Here is the data flows chart. We can set up another meeting and discuss after you finishing configuration.

afwillia commented 2 years ago

@danlu1 I don't see the sysbio folder on lastpass. Can you or IT give me access so I can use the service account?

danlu1 commented 2 years ago

@afwillia I still wait on IT's reply on if sharing the lastpass is allowed. You mentioned you went through a similar workflow to get the client_secret for Data Curator app. Have you try it for dccvalidator and dccmonitor.

afwillia commented 2 years ago

@danlu1 got it. I will try using my own credentials. Thanks for confirming that's an option.

ychae commented 2 years ago

@afwillia and/or @danlu1 Would you be able to give me an estimate for how much work is left to resolve this ticket? tyia!

afwillia commented 2 years ago

@ychae I just finally got both apps working and can actually start working on the issue. Unfortunately, I don't have a timeline yet, but I'll keep you posted shortly.

ychae commented 2 years ago

Great, thanks for the update @afwillia! Please let me know if there's anything you need from me.

milen-sage commented 2 years ago

hi @afwillia I updated the issue description, adding some checkboxes - could you confirm if that reflects accurately where we are?

If there are other issues tracking bugs related to the sync-ing issue that @avanlinden and @danlu1 are working on, could we link here?

afwillia commented 2 years ago

@milen-sage that looks right. I'm still a little fuzzy on how dccmonitor is getting the templates for validation. The dccmonitor sync bug is still ongoing https://github.com/Sage-Bionetworks/dccmonitor/issues/123

milen-sage commented 2 years ago

@afwillia would be great to figure out the validation template for dccmonitor. Is it based on a JSONSchema?

avanlinden commented 2 years ago

@afwillia @milen-sage Right now, dccvalidator and dccmonitor use a set of excel templates stored on Synapse for validation. The AD portal metadata templates are here.
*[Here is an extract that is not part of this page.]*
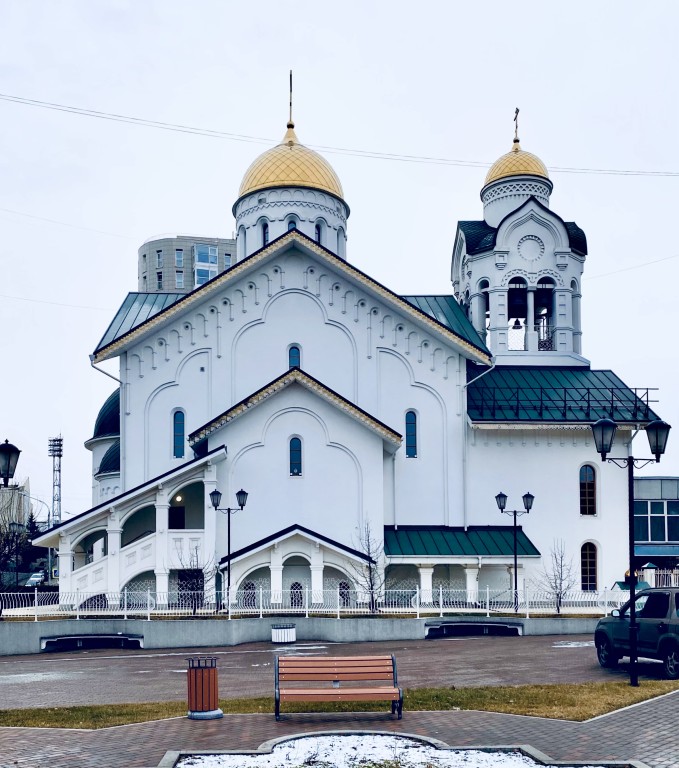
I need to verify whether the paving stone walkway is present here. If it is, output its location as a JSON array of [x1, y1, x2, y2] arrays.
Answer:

The config file specifies the synIDs of the templates that should be used for validation for each configuration; e.g. : https://github.com/Sage-Bionetworks/dccvalidator/blob/1bd6d558eec544ae9a3dcf8e73f600c01e6e3947/inst/config.yml#L99

Before Nicole left, we developed JSON schemas representing the information in these excel templates that are in this repo. She also added the functionality for dccvalidator to validate against those JSON schemas (documented in this PR), but we have not transitioned to using JSON schemas AD or PEC yet and still use the excel templates located by synID.
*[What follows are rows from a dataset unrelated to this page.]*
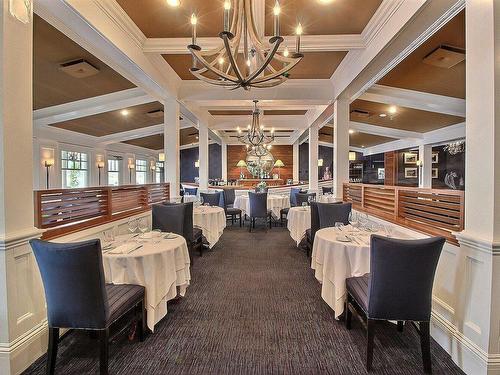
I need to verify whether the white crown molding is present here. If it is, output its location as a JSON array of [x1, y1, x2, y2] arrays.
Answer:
[[33, 87, 156, 126], [359, 84, 465, 117]]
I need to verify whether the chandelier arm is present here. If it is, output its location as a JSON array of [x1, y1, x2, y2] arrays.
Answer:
[[247, 38, 283, 82]]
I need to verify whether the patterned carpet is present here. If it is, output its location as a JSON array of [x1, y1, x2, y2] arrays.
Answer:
[[25, 227, 462, 375]]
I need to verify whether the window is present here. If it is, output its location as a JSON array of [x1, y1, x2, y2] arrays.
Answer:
[[155, 161, 165, 184], [135, 159, 148, 185], [61, 151, 88, 189], [108, 159, 121, 186]]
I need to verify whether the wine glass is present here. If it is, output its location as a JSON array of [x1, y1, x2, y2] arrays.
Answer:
[[128, 218, 137, 234]]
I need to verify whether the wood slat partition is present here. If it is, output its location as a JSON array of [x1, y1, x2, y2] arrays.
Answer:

Anthony, you should be able to access that template folder on Synapse but if you can't for some reason let me know.

(accidentally closed this issue when I meant to comment, sorry -- reopened!)

milen-sage commented 2 years ago

Based on a discussion with @afwillia sounds like the sync problem has been resolved and we can close this issue (and Sage-Bionetworks/dccmonitor#123).

Thanks @avanlinden, @danlu1 and @afwillia!

@afwillia will open another issue to keep tabs on how do we use JSONSchema functionality across the dccvalidator and dccmonitor apps, so that it aligns with our broader data model management practices. We can chat about that during the stakeholder meeting @ychae organized.